Understanding the Freezing of Solvents

When a pure solvent freezes, its molecules arrange into an orderly lattice, strengthening intermolecular forces. In water, this results in a hexagonal hydrogen‑bond network that defines ice’s unique properties.

What Happens When a Solute Is Added?

Introducing a solute disrupts the solvent’s ordered structure. The solvent molecules can no longer align perfectly, so more energy must be removed for freezing to occur. In practice, this means the freezing point of the mixture is lower than that of the pure solvent—a phenomenon known as freezing point depression.

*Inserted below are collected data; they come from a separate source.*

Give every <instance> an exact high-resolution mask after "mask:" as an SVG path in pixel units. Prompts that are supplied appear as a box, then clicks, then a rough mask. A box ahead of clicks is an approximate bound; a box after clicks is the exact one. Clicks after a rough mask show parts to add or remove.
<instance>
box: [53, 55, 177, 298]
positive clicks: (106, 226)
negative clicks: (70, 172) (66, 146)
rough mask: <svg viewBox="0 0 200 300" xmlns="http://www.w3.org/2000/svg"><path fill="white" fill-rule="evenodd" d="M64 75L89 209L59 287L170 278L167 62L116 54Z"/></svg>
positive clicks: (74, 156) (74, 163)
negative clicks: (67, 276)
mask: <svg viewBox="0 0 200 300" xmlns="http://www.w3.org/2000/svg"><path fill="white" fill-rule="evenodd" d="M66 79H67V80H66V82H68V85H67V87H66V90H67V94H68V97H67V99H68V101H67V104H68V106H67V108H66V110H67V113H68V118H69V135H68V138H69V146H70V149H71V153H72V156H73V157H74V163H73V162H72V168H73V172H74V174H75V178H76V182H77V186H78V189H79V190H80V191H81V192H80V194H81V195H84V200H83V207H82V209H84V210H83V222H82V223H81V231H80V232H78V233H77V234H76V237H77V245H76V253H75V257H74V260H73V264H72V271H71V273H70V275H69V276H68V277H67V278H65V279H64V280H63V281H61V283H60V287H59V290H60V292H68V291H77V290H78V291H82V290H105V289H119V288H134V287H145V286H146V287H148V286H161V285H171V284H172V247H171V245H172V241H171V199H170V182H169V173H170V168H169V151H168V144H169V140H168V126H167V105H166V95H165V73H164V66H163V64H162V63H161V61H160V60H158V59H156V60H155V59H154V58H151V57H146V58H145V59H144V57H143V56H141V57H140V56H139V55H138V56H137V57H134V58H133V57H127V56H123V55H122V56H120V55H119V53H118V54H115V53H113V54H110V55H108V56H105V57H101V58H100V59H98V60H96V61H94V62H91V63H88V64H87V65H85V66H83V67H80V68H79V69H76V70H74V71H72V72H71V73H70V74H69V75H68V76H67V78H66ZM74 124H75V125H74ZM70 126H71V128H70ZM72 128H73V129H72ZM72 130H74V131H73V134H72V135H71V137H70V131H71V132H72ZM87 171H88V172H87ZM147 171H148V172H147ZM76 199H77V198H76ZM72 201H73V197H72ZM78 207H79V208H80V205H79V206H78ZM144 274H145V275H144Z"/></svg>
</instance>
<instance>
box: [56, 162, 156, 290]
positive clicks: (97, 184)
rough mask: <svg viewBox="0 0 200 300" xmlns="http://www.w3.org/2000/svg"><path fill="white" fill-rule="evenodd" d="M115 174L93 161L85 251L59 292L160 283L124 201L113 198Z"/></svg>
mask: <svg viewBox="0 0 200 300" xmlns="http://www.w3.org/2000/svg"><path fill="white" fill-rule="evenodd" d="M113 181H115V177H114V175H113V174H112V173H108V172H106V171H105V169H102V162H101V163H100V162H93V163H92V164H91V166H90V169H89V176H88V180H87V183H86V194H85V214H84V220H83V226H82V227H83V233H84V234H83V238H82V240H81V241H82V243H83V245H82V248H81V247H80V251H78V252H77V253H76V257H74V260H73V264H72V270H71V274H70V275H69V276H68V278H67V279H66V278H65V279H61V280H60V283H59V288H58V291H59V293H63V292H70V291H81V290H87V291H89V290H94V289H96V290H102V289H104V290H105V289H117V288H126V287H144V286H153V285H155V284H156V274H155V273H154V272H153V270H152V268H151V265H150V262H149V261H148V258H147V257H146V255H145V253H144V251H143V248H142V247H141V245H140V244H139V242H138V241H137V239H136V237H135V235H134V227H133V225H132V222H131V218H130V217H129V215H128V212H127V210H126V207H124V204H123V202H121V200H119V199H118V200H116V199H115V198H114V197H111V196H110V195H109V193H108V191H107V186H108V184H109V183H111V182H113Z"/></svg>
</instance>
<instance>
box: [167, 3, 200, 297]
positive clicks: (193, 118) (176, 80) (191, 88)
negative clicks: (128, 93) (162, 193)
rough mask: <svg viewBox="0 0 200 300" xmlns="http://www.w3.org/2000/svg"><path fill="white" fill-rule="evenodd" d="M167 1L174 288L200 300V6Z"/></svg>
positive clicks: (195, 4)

Defining Freezing Point Depression

The decrease in freezing temperature is directly proportional to the solute’s molality:

\(\Delta T_f = K_f \times m \times i\)

Where:

• K_f is the molal freezing‑point depression constant of the solvent.
  
• m is the molality (moles of solute per kilogram of solvent).
  
• i is the van’t Hoff factor, representing the number of particles the solute dissociates into. For NaCl, i = 2.

Freezing point depression is also expressed as the difference between the pure solvent’s freezing point (T_f⁰) and that of the solution (T_f):

\(\Delta T_f = T_f^{\circ} - T_f\)

Why Is Freezing Point Depression Useful?

Two everyday applications demonstrate its importance:

• Antifreeze: Ethylene glycol lowers water’s freezing point, protecting automotive radiators from freezing.
• Road Safety: Sprinkling salt on winter roads lowers ice’s melting point, reducing hazardous slicks.

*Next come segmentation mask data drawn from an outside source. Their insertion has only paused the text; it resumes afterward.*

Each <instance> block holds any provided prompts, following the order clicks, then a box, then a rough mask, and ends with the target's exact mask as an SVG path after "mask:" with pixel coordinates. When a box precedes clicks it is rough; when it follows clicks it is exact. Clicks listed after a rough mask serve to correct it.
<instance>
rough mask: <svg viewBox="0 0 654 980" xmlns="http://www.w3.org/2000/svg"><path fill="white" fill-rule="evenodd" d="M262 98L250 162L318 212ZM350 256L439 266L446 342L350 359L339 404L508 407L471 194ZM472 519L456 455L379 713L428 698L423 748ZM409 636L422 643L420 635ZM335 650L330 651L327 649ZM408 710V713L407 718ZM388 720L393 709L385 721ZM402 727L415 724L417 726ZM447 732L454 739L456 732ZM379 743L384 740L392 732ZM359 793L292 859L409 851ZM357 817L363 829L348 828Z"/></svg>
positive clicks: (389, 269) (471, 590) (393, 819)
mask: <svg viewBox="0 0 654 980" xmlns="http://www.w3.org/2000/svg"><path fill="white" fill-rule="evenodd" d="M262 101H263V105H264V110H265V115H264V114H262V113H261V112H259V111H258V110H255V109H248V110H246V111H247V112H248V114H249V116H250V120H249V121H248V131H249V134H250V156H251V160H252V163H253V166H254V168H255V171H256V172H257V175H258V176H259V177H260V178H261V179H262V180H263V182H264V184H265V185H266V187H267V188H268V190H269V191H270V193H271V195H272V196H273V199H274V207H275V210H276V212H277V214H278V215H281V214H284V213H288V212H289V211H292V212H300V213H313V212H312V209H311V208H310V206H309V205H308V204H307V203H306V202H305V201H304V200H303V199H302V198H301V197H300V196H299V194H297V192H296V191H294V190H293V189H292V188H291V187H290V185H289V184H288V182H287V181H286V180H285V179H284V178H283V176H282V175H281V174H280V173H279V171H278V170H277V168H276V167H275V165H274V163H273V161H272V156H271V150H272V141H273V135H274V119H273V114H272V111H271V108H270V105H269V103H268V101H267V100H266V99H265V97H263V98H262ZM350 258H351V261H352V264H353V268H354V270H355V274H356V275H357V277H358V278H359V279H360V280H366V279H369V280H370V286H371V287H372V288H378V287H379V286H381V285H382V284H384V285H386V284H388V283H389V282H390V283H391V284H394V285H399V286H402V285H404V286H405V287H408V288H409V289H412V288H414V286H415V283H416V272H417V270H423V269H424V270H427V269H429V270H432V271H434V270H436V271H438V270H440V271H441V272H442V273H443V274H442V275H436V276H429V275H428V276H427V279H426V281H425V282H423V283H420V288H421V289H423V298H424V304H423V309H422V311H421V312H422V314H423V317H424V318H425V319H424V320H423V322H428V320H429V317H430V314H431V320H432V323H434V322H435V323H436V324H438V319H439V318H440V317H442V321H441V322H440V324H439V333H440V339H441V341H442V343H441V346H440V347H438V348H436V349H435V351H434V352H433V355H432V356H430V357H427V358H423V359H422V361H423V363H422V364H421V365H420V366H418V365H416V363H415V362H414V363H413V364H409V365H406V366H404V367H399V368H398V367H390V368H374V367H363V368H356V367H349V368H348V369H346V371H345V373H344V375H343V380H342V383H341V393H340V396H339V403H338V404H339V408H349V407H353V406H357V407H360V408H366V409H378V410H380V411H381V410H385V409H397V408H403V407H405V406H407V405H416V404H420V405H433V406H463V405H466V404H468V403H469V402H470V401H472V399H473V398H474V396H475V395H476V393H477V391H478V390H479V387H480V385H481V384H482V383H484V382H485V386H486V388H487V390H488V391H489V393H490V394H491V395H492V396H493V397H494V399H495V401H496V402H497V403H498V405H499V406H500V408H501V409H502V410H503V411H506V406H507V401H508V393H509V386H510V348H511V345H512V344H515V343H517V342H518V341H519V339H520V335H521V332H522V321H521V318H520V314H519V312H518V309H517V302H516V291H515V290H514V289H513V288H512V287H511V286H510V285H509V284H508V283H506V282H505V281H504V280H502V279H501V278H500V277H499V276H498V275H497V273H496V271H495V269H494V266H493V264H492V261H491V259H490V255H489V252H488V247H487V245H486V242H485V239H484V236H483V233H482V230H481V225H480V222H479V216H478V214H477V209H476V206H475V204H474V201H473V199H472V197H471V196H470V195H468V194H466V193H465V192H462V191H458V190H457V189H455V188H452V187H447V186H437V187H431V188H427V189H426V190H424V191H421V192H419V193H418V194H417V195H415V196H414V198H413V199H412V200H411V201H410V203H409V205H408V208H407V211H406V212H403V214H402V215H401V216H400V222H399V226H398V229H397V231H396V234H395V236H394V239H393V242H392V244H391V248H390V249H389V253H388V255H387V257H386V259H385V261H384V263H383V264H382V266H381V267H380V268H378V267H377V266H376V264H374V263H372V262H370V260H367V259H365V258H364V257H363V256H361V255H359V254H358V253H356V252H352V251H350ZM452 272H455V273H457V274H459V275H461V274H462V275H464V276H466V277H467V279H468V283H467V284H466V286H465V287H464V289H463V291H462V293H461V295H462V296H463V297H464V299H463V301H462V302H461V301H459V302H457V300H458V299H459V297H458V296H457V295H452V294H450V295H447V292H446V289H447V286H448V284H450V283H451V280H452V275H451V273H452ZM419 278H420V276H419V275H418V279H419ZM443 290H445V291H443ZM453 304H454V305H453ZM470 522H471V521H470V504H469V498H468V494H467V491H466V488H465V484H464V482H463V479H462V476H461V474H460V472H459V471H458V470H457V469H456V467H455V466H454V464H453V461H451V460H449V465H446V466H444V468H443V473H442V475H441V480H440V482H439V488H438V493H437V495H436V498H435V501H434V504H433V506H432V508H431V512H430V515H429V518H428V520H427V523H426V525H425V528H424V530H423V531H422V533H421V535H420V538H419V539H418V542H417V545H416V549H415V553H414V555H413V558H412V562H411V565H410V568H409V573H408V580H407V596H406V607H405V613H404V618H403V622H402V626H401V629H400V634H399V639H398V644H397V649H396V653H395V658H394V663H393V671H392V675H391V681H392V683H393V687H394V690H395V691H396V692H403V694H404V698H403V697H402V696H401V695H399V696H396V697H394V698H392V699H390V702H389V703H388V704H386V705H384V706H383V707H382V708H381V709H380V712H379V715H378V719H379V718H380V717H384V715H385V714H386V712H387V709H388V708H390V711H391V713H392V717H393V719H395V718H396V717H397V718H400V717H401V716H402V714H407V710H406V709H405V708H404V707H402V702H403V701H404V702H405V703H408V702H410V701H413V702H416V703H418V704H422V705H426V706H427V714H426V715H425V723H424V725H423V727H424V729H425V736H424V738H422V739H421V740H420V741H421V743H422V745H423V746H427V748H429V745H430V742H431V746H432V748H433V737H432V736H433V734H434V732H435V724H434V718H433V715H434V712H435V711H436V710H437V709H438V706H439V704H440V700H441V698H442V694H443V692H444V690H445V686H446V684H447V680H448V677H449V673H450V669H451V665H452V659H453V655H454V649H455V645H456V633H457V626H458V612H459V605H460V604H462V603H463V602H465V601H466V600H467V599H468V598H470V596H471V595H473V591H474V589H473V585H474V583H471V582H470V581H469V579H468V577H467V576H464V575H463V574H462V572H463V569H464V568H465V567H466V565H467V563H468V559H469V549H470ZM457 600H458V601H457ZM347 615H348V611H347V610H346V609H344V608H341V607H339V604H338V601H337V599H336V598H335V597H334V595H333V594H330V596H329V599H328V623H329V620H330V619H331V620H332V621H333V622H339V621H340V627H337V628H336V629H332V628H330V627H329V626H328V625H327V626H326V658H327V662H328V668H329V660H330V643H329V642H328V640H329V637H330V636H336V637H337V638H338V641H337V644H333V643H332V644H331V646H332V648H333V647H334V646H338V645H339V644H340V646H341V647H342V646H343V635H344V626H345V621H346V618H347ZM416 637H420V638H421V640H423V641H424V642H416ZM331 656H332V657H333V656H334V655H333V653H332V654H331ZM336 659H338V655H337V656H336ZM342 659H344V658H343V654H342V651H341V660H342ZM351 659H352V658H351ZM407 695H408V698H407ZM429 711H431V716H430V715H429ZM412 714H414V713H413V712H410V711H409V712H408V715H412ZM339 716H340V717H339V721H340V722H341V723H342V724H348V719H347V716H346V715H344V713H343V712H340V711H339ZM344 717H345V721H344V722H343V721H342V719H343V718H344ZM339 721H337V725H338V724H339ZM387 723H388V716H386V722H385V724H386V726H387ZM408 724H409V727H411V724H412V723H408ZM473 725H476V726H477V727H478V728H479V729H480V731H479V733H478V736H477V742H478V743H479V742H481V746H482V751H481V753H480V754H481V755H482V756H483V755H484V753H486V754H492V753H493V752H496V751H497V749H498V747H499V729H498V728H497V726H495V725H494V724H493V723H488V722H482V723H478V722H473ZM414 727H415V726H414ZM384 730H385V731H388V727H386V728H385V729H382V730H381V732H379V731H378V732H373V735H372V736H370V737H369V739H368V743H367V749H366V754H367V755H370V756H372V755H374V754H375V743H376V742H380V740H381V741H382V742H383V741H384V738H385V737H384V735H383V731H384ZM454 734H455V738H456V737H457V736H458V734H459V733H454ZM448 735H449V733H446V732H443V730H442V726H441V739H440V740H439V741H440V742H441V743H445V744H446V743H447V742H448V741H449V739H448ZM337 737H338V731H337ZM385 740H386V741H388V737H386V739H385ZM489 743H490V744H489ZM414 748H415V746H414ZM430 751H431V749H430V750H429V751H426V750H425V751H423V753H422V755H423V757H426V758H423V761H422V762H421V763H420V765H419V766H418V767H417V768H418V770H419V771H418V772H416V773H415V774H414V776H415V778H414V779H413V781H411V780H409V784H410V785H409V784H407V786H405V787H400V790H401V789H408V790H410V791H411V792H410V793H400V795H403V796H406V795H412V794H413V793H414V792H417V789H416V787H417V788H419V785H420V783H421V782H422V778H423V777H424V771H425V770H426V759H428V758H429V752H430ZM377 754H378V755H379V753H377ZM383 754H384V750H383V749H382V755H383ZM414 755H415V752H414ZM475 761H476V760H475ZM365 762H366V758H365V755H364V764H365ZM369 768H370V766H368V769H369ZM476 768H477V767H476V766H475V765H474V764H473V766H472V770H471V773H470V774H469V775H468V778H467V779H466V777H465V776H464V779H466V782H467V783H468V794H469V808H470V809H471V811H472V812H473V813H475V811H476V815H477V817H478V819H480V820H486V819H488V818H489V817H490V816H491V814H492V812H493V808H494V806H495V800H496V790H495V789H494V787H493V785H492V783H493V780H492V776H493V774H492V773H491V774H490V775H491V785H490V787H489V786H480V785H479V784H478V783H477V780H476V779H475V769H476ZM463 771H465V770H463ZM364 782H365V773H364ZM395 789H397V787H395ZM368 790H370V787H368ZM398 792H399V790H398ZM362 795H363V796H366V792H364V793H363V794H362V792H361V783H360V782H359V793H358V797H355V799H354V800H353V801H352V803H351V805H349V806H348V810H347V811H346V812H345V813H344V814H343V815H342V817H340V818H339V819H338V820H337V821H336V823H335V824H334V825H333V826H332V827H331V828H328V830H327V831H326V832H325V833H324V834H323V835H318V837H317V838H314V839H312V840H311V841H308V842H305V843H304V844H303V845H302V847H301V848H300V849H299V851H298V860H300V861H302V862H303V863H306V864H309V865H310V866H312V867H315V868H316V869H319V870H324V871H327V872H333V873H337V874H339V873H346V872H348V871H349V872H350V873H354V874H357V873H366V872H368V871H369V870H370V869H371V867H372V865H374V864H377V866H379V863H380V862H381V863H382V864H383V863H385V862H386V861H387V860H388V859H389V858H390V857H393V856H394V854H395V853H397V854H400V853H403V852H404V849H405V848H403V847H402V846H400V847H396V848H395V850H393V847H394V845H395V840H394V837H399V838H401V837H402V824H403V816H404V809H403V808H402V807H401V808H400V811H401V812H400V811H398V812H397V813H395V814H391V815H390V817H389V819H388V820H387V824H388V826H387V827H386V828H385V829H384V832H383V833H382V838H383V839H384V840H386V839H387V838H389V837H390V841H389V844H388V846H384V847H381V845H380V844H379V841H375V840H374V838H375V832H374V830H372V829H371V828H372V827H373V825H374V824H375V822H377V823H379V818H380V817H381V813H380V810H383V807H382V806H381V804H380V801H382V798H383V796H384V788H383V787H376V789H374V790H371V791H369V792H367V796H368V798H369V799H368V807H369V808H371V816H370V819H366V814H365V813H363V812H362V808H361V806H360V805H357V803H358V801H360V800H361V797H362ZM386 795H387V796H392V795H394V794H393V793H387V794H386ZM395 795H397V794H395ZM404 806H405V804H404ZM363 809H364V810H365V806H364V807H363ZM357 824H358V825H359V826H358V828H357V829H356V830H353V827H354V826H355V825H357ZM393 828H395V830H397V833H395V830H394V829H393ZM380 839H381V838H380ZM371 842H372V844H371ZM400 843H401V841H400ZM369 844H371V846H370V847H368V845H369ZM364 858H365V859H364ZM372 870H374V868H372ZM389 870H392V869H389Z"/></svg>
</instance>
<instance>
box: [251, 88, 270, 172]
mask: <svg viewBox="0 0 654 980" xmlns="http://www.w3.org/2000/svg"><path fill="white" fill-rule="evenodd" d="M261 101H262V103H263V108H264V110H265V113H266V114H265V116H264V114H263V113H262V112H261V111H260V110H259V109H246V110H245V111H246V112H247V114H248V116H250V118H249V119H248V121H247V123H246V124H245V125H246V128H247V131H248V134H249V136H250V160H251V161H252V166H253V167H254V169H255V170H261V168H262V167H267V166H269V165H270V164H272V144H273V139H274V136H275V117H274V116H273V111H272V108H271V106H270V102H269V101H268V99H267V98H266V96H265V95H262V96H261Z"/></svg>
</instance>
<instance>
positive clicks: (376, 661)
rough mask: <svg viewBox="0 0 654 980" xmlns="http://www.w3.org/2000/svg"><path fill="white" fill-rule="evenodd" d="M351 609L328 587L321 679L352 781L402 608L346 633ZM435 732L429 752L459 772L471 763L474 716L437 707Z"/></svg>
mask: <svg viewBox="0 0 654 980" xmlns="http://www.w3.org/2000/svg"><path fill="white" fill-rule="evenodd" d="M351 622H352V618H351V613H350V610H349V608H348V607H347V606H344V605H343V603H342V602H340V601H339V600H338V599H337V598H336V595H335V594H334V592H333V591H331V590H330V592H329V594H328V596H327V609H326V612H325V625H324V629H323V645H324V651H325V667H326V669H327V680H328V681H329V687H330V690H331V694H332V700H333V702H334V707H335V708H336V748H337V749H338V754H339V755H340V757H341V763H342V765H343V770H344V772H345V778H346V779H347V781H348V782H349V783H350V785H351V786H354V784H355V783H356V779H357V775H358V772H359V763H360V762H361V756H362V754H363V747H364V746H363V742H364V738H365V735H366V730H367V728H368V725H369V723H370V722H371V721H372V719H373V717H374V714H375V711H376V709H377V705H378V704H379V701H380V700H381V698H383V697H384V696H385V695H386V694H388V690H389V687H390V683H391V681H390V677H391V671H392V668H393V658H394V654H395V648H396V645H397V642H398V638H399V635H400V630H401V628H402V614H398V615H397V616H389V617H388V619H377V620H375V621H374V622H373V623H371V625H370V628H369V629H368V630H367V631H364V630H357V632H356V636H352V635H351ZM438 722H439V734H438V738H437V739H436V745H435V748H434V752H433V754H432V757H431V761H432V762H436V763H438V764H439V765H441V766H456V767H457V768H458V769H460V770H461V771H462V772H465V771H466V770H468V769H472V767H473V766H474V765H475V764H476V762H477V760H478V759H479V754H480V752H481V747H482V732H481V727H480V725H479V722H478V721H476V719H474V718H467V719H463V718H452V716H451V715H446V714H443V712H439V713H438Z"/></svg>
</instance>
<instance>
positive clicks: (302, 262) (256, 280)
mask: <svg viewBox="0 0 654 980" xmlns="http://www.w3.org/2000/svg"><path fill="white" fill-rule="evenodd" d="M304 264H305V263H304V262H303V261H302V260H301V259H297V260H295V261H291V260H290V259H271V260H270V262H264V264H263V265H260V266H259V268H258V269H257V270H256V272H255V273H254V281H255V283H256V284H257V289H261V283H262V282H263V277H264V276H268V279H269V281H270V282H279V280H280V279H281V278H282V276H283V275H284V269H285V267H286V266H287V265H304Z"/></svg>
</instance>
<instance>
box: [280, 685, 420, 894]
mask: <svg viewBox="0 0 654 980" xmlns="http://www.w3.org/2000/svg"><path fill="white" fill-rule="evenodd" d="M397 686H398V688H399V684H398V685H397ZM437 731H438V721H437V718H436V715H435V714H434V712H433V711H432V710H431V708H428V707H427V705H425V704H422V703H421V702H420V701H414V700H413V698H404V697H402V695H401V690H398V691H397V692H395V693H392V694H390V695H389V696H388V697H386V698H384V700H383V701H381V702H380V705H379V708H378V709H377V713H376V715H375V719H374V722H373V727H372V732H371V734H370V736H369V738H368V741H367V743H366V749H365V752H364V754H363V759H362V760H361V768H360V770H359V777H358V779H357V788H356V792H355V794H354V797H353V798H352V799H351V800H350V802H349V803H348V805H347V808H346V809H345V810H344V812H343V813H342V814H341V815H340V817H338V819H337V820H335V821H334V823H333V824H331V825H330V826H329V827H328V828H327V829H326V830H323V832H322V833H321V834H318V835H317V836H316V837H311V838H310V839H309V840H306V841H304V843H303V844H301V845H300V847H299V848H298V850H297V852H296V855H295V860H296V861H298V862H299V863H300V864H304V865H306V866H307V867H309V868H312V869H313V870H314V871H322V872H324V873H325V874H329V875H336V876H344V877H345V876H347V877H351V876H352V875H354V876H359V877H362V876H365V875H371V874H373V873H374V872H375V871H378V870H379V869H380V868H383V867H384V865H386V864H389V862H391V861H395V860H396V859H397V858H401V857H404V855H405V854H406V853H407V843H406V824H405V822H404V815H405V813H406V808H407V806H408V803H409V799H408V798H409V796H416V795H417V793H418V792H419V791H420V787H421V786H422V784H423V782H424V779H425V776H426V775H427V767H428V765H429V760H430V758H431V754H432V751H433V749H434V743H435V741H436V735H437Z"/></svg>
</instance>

Practical Example: Saltwater Freezing Point

Calculate the freezing point of a solution containing 100 g of NaCl in 1 kg of water.

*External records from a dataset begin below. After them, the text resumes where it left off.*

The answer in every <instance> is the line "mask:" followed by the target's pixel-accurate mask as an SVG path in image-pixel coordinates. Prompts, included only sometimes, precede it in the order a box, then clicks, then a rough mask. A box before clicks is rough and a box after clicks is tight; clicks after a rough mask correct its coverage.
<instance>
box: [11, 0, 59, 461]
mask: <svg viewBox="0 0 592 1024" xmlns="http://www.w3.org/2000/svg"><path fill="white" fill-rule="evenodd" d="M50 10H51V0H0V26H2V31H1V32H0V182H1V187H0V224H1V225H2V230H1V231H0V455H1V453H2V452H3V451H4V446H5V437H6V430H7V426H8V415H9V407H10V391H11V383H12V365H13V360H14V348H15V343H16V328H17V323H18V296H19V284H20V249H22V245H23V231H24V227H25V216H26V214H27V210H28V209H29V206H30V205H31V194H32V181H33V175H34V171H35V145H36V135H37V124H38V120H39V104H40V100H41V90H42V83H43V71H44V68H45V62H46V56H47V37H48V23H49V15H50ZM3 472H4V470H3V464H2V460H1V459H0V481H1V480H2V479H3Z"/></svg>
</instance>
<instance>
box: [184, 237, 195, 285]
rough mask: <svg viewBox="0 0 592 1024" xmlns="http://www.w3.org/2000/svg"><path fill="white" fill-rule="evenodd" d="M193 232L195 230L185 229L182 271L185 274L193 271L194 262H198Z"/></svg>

1. Convert NaCl mass to moles:
   \(100\,\text{g} \times \dfrac{1\,\text{mol}}{58.44\,\text{g}} = 1.71\,\text{mol}\)
2. Determine molality:
   \(m = \dfrac{1.71\,\text{mol}}{1\,\text{kg}} = 1.71\,\text{m}\)
3. Apply the depression formula:
   \(\Delta T_f = 1.86\,\tfrac{\degree\text{C}}{\text{m}} \times 1.71\,\text{m} \times 2 = 6.4\,\degree\text{C}\)
4. Subtract from pure water’s 0 °C freezing point:
   \(T_f = 0\,\degree\text{C} - 6.4\,\degree\text{C} = -6.4\,\degree\text{C}\)

Thus, adding 100 g of salt to 1 kg of water depresses the freezing point to –6.4 °C.

TL;DR

Adding a solute like salt lowers a solvent’s freezing point. The more solute present, the greater the depression—explaining antifreeze and road salting.